MATH OVM code - Outcome-supervised Value Models for Planning in Mathematical Reasoning

Generator

Using deepspeed stage 3 with offload to cpu and using 2 x RTX 3090 GPU, I was able to train facebook/opt-2.7B model.

Prepare the MetaMath dataset for trainging verifier in correct format

python prepare_metamath_data.py --data_size 1000

Generate training labels for Verifier:

Run the commands:

git clone https://github.com/saultaut/math-ai.git
cd math-ai/
pip install -r requirements_runpod.txt
bash scripts/metamath/generate_metamath.sh

The output will be saved to data/metamath/model_generation/train_500/ and file should be like responses_n1_*.jsonl

Debuging the Verifier code

Connected remotly using VS Code to RunPod instace with GPU 3080. Everything worked. This uses small Opt-125m model.
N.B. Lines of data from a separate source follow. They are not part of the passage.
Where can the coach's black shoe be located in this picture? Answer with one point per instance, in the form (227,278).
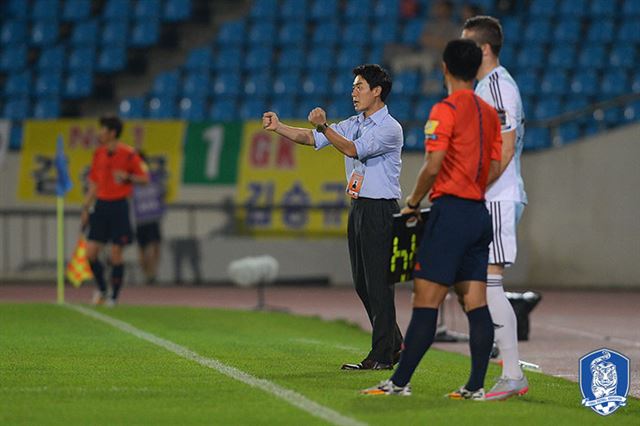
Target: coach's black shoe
(368,364)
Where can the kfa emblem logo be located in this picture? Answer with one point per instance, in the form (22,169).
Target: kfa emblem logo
(604,380)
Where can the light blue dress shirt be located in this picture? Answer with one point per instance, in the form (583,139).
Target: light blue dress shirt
(378,140)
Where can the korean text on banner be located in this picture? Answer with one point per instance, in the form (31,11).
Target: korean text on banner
(161,141)
(277,172)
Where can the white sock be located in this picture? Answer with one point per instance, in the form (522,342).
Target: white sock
(506,332)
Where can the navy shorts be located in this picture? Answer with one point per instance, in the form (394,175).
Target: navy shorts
(148,233)
(455,243)
(109,222)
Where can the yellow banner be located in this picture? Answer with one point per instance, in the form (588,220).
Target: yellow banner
(277,172)
(160,140)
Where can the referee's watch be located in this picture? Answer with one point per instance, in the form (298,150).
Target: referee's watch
(321,128)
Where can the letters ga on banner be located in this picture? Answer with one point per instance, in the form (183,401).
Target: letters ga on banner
(160,140)
(275,171)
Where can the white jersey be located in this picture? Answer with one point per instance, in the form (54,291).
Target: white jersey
(500,90)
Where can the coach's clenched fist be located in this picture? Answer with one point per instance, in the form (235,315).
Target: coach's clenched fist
(270,121)
(317,116)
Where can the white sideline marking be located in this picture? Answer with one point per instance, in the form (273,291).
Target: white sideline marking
(287,395)
(590,335)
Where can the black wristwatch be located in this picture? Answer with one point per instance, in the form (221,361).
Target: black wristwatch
(321,128)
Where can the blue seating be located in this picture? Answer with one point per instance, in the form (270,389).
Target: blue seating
(147,9)
(192,109)
(18,84)
(232,33)
(76,10)
(145,33)
(196,84)
(199,59)
(286,83)
(13,32)
(112,59)
(16,109)
(176,10)
(78,85)
(52,58)
(223,109)
(47,108)
(258,84)
(82,58)
(226,84)
(132,107)
(252,109)
(258,58)
(585,83)
(228,59)
(292,33)
(166,84)
(85,33)
(45,9)
(315,84)
(291,59)
(115,33)
(161,108)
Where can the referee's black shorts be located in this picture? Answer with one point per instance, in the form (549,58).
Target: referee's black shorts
(110,222)
(455,243)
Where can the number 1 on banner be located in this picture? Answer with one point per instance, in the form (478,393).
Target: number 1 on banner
(214,136)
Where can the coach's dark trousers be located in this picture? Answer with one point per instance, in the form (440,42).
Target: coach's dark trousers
(369,232)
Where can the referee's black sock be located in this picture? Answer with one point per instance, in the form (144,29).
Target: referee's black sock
(480,343)
(117,274)
(417,341)
(98,274)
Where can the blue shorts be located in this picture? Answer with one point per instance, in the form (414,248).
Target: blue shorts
(455,243)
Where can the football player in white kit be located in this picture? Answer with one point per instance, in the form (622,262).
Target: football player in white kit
(506,198)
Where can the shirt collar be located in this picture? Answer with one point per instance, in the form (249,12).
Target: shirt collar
(377,117)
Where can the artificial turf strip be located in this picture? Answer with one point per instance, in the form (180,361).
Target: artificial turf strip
(60,367)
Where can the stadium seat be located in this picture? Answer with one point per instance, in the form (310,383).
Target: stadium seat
(223,110)
(257,84)
(52,58)
(133,107)
(18,84)
(76,10)
(85,33)
(258,58)
(227,84)
(147,9)
(176,10)
(115,33)
(283,107)
(47,108)
(78,85)
(192,109)
(48,84)
(145,33)
(199,59)
(45,10)
(13,32)
(112,59)
(286,83)
(196,84)
(82,58)
(161,108)
(16,109)
(116,9)
(166,84)
(252,108)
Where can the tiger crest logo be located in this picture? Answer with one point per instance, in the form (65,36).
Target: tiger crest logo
(604,380)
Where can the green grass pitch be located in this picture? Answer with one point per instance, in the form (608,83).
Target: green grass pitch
(58,366)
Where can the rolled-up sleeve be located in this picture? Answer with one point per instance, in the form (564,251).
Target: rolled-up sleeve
(379,140)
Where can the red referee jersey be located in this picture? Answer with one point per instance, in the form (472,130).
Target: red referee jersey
(106,162)
(467,128)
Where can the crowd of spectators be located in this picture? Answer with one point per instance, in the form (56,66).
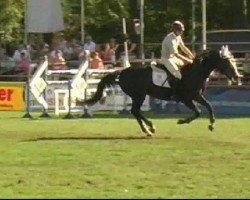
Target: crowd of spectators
(62,52)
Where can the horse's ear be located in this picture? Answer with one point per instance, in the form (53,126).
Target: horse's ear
(226,47)
(222,51)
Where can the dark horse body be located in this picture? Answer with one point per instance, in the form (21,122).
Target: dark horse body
(137,83)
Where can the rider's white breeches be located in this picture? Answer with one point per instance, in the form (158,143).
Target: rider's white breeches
(172,65)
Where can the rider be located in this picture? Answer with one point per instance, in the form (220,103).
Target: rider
(171,58)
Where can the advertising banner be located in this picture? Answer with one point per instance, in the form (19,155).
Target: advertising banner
(12,96)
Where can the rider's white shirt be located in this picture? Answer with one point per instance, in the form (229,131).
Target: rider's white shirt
(170,45)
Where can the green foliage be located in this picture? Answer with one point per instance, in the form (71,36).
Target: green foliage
(11,20)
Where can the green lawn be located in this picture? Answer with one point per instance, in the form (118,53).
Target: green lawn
(108,157)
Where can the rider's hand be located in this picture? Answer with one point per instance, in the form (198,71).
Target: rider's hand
(190,61)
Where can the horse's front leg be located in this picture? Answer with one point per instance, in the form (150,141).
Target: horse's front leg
(190,104)
(203,101)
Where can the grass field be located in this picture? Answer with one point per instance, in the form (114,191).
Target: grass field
(108,157)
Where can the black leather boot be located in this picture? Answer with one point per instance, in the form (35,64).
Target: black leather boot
(174,86)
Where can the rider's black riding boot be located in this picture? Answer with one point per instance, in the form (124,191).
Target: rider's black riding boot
(175,84)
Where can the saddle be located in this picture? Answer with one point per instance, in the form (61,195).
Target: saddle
(162,77)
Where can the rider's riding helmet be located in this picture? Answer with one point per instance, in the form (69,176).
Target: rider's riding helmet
(178,26)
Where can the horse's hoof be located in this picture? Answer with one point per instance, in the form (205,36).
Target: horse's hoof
(181,121)
(148,132)
(211,127)
(152,129)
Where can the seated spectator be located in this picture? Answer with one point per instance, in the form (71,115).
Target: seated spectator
(23,65)
(132,50)
(56,60)
(95,61)
(68,51)
(89,44)
(6,61)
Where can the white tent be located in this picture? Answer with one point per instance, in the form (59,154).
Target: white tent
(44,16)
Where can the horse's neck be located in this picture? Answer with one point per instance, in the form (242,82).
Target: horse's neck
(199,71)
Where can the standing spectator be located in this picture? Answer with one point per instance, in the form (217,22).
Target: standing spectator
(17,53)
(95,61)
(68,51)
(23,65)
(89,44)
(109,54)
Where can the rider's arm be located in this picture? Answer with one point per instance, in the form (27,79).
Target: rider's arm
(183,58)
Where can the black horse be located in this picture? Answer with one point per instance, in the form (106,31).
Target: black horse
(137,83)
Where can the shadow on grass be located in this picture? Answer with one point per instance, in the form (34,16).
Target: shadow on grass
(97,138)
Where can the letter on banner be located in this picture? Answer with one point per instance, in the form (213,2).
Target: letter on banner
(78,83)
(38,85)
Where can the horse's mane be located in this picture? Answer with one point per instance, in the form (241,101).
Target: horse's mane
(200,58)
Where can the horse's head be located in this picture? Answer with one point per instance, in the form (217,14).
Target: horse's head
(227,65)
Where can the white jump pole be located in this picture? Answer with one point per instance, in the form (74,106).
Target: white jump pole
(125,60)
(204,25)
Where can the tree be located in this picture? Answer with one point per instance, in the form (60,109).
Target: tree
(11,20)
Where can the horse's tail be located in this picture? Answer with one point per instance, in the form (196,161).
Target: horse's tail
(108,80)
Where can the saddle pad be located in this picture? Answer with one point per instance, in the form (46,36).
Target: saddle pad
(159,77)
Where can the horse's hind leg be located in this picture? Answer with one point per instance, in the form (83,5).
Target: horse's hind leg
(190,104)
(202,100)
(135,110)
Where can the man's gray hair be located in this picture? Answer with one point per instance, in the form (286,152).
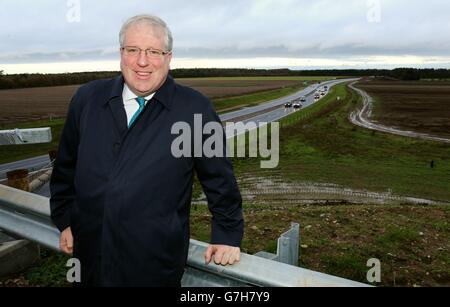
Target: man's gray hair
(152,21)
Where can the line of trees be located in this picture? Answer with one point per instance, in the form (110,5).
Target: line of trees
(37,80)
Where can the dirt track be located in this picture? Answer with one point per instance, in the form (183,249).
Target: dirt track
(364,117)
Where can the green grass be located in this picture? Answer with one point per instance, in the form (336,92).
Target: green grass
(319,144)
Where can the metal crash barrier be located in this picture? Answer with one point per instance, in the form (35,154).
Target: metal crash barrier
(27,216)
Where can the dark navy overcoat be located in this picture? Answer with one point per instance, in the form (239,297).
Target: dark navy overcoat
(125,196)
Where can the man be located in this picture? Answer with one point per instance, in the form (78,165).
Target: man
(119,197)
python train_verifier_debug_metamath.py

Train Verifier on MetaMath dataset:

Run the commands:

git clone https://github.com/saultaut/math-ai.git
cd math-ai/
pip install -r requirements_runpod.txt
bash scripts/metamath/train_verifier_metamath.sh

Output will be save in /models/metamath/verifiers/

Value-Guided Beam Search

git clone https://github.com/saultaut/math-ai.git
cd math-ai/
pip install -r requirements_runpod.txt

huggingface-cli login
huggingface-cli download sauliuz/opt-125mln-verifier --local-dir ./models/metamath/verifiers/


bash scripts/metamath/eval_step_beam_mistral.sh
or  
bash scripts/metamath/eval_step_beam.sh

Upload trained verifier to the Hugging Face

huggingface-cli login
huggingface-cli upload sauliuz/opt-125mln-verifier ./models/metamath/verifiers/ .

This will create a folder in HF with the name of verifier with all required files.